Spinnerbaits are simple, reliable lures suitable for catching a variety of freshwater fish. These classic lures are best known for catching largemouth bass, but are actually an excellent choice for a variety of freshwater species. A variety of designs exist for fishing at the surface, mid depths, or along the bottom.
Sizes of spinnerbaits range from tiny panfish models to large, double bladed lures for bass fishing. Regardless of the design, all spinnerbaits combine a jig configuration and some form of rotating blade. The smallest models have a spinner and swivel attached directly to the jig head. These micro jigs are used for catching panfish such as yellow perch, sauger, bluegill, and crappie.
Slightly larger spinnerbaits incorporate a jig with a detachable arm. One end of the arm is equipped with a swivel and metal blade. The other end is equipped with a snap for connecting to the jig. These models have several advantages. Their main advantage is their modular construction, which allows anglers to easily change soft plastic lure bodies or even change entire jigs. These versatile setups are usually equipped with silver or gold blades and can be purchased with or without a jig. These models catch a wide range of species, from panfish to top level predators such as bass and pickerel.

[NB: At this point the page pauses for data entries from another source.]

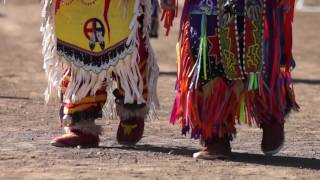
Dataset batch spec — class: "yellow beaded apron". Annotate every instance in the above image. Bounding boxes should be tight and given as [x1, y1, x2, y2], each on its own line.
[55, 0, 135, 73]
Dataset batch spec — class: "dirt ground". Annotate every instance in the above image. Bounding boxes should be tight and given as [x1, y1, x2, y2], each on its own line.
[0, 0, 320, 180]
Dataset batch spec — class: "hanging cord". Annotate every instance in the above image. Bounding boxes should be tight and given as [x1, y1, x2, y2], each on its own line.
[161, 0, 178, 36]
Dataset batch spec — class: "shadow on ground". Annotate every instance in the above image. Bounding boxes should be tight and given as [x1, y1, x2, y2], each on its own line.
[101, 145, 320, 170]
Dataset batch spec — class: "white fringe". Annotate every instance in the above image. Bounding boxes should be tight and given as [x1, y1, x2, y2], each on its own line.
[40, 0, 159, 116]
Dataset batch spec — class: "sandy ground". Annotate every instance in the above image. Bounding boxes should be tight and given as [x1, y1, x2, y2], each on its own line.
[0, 0, 320, 180]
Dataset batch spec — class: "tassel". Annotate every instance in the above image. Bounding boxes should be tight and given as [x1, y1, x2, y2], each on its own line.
[239, 94, 246, 124]
[248, 73, 259, 91]
[161, 0, 178, 36]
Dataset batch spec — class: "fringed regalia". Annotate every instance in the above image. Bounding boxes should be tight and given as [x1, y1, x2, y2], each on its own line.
[41, 0, 159, 134]
[163, 0, 299, 140]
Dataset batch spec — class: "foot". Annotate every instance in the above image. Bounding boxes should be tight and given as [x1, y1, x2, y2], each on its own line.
[117, 118, 144, 145]
[193, 139, 231, 160]
[261, 122, 284, 156]
[50, 131, 100, 147]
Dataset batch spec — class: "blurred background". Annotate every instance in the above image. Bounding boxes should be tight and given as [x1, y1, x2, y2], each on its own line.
[0, 0, 320, 179]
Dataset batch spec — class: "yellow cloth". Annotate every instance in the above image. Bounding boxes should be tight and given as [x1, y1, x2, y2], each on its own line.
[55, 0, 135, 54]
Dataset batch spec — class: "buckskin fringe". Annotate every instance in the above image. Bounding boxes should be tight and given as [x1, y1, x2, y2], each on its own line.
[41, 0, 159, 112]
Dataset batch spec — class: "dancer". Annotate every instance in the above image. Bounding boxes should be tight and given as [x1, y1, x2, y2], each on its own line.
[41, 0, 159, 147]
[161, 0, 299, 159]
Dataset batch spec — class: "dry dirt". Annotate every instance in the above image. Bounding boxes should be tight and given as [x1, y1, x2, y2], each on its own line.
[0, 0, 320, 180]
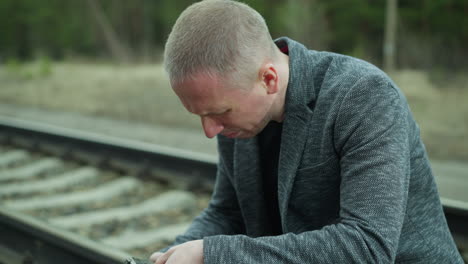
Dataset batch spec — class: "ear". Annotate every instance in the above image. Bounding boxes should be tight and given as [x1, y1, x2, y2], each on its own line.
[259, 63, 279, 94]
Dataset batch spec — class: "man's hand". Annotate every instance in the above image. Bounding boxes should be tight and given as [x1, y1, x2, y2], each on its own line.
[150, 239, 203, 264]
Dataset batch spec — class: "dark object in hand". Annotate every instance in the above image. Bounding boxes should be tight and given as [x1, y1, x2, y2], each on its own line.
[124, 258, 153, 264]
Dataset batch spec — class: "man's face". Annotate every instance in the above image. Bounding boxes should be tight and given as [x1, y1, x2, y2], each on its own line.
[172, 74, 274, 138]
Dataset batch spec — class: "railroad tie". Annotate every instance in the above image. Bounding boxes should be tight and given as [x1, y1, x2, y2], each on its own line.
[4, 177, 142, 210]
[49, 191, 196, 228]
[102, 223, 190, 250]
[0, 167, 99, 196]
[0, 150, 29, 168]
[0, 158, 63, 181]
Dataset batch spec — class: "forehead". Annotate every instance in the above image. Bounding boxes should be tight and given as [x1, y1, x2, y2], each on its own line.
[172, 75, 232, 115]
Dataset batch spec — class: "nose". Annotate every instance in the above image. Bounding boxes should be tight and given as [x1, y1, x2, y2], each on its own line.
[201, 116, 224, 138]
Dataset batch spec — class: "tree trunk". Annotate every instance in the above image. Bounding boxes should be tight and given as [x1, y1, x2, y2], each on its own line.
[87, 0, 130, 63]
[383, 0, 398, 72]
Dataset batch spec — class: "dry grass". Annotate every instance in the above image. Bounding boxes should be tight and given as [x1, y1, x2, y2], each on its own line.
[0, 63, 200, 128]
[0, 63, 468, 161]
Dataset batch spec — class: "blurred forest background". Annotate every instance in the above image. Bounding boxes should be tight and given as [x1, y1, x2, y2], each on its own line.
[0, 0, 468, 161]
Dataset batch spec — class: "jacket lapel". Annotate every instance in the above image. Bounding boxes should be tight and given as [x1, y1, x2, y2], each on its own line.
[233, 137, 268, 237]
[278, 38, 315, 233]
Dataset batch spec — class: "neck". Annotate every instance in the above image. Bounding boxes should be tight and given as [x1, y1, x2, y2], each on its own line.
[272, 52, 289, 122]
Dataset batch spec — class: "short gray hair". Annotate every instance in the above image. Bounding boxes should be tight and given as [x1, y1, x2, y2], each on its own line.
[164, 0, 276, 82]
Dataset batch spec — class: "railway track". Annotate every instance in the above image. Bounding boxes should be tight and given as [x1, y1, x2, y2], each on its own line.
[0, 120, 216, 264]
[0, 118, 468, 264]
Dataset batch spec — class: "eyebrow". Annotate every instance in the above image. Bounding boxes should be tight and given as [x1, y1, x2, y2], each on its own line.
[200, 109, 231, 116]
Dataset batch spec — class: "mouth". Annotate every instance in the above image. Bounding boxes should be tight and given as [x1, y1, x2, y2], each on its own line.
[223, 131, 240, 138]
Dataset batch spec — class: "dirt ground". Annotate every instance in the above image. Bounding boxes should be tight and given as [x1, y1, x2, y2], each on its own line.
[0, 60, 468, 162]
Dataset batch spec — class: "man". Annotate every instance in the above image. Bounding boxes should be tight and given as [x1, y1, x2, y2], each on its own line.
[151, 0, 462, 264]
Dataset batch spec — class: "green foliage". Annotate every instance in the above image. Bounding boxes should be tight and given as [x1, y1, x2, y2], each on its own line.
[0, 0, 468, 69]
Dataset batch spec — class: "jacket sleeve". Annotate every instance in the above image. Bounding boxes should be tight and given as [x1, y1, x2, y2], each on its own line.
[204, 77, 410, 264]
[161, 136, 245, 252]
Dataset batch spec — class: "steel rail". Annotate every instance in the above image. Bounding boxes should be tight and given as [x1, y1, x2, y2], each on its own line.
[0, 116, 468, 260]
[0, 207, 128, 264]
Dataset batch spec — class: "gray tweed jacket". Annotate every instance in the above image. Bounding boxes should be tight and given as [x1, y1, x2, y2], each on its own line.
[168, 38, 463, 264]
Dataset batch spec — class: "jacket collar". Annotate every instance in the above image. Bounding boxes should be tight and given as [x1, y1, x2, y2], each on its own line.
[233, 38, 315, 232]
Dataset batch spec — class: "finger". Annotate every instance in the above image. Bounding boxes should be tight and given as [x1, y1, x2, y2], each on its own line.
[150, 251, 164, 262]
[154, 247, 176, 264]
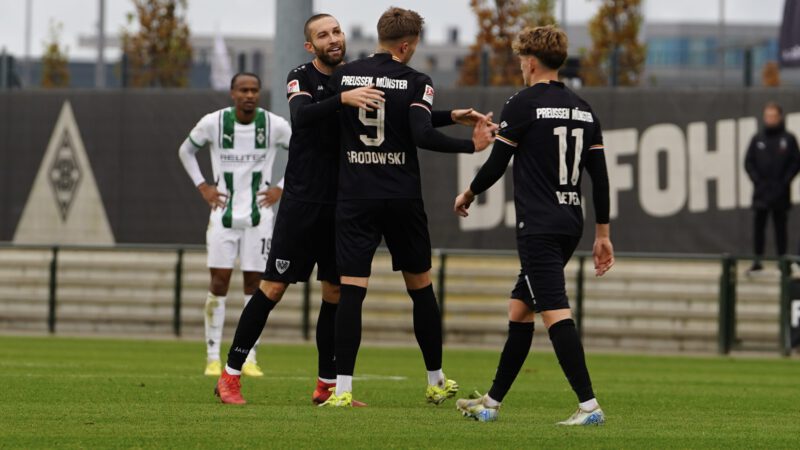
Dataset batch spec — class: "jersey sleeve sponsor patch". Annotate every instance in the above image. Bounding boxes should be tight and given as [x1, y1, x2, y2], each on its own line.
[422, 84, 433, 106]
[286, 80, 300, 94]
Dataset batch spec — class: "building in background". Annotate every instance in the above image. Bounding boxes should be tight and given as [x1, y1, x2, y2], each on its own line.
[1, 23, 800, 89]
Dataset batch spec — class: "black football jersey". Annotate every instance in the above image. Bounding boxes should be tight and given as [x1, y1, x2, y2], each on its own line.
[283, 62, 339, 203]
[330, 53, 434, 199]
[497, 82, 603, 236]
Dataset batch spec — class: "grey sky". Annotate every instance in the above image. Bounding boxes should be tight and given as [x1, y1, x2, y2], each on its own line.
[0, 0, 784, 58]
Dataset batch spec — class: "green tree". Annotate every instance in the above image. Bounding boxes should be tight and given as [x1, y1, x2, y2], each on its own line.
[122, 0, 192, 87]
[459, 0, 555, 86]
[42, 20, 69, 89]
[581, 0, 646, 86]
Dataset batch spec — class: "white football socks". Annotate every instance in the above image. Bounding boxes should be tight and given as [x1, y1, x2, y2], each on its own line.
[578, 398, 600, 412]
[203, 292, 227, 361]
[428, 369, 445, 387]
[336, 375, 353, 397]
[244, 294, 261, 364]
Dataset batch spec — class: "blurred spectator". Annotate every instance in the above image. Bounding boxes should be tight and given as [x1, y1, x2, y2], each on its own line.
[745, 102, 800, 272]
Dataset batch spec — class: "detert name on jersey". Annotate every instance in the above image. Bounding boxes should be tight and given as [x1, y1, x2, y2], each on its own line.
[536, 108, 594, 123]
[342, 75, 408, 89]
[347, 152, 406, 166]
[556, 192, 581, 206]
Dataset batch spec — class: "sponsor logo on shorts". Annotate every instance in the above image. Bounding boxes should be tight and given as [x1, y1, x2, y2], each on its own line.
[275, 259, 291, 275]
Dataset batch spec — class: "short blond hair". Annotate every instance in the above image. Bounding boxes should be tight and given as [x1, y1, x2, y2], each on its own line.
[511, 25, 568, 70]
[378, 6, 425, 42]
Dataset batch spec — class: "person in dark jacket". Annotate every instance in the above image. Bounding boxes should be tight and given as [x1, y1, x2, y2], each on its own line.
[745, 102, 800, 272]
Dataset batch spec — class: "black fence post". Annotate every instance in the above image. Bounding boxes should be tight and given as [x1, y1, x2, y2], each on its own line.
[47, 247, 59, 334]
[779, 256, 792, 356]
[717, 255, 736, 355]
[302, 280, 311, 341]
[172, 248, 184, 337]
[575, 255, 586, 338]
[436, 249, 447, 342]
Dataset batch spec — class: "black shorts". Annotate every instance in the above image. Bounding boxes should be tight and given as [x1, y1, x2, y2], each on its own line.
[261, 198, 339, 284]
[336, 199, 431, 277]
[511, 234, 580, 312]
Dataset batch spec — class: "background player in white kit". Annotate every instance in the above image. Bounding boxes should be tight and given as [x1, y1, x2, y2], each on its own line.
[178, 73, 292, 376]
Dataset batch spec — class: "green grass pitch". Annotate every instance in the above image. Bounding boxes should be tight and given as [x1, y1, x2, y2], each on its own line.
[0, 333, 800, 449]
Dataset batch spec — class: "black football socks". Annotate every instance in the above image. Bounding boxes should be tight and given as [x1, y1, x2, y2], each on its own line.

Other spinnerbait models combine a jig, arm and spinner into a single lure. These usually come with vinyl skirts and are available in a variety of color combinations. Some models allow anglers to add a soft plastic lure body or strip bait as an optional enhancement. Other models have a bristle or other device cast into the head which covers the hook bard, making them weedless. These models make up the bulk of all spinnerbaits and are usually associated with fishing for largemouth bass.
Both the detachable arm and the integral arm spinnerbaits tend to be less prone to snagging on bottom obstructions that simple jigs. In areas where obstructions are a problem, spinnerbaits can make a big difference.
A specialized type of spinnerbait is called a buzz bait. Similar to traditional spinnerbaits, these models feature a combination jig and blade in a single unit. Unlike spinnerbaits that are designed to fished at mid-depth, buzz baits are retrieved across the surface. Their unique blades work like a tiny propeller, spinning right at surface level which creates a strong disturbance. Viewed from underneath, these lures resemble a frog or other land creature that is struggling to escape. Buzz baits often draw vicious strikes from hungry fish such as largemouth bass, striped bass, pickerel, and pike.
The last type of spinning lure is the traditional inline spinner. These have been around for centuries and continue to catch fish today. Most inline spinners feature a symmetrical body, with a blade rotating around its axis. Spinner bodies can be one-piece or made from a series of components. Coloration can be metallic, single colored, or feature combinations of patterns and colors. Traditional inline spinners almost always feature a trailing treble hook, either bare or dressed with hair, feathers or artificial materials.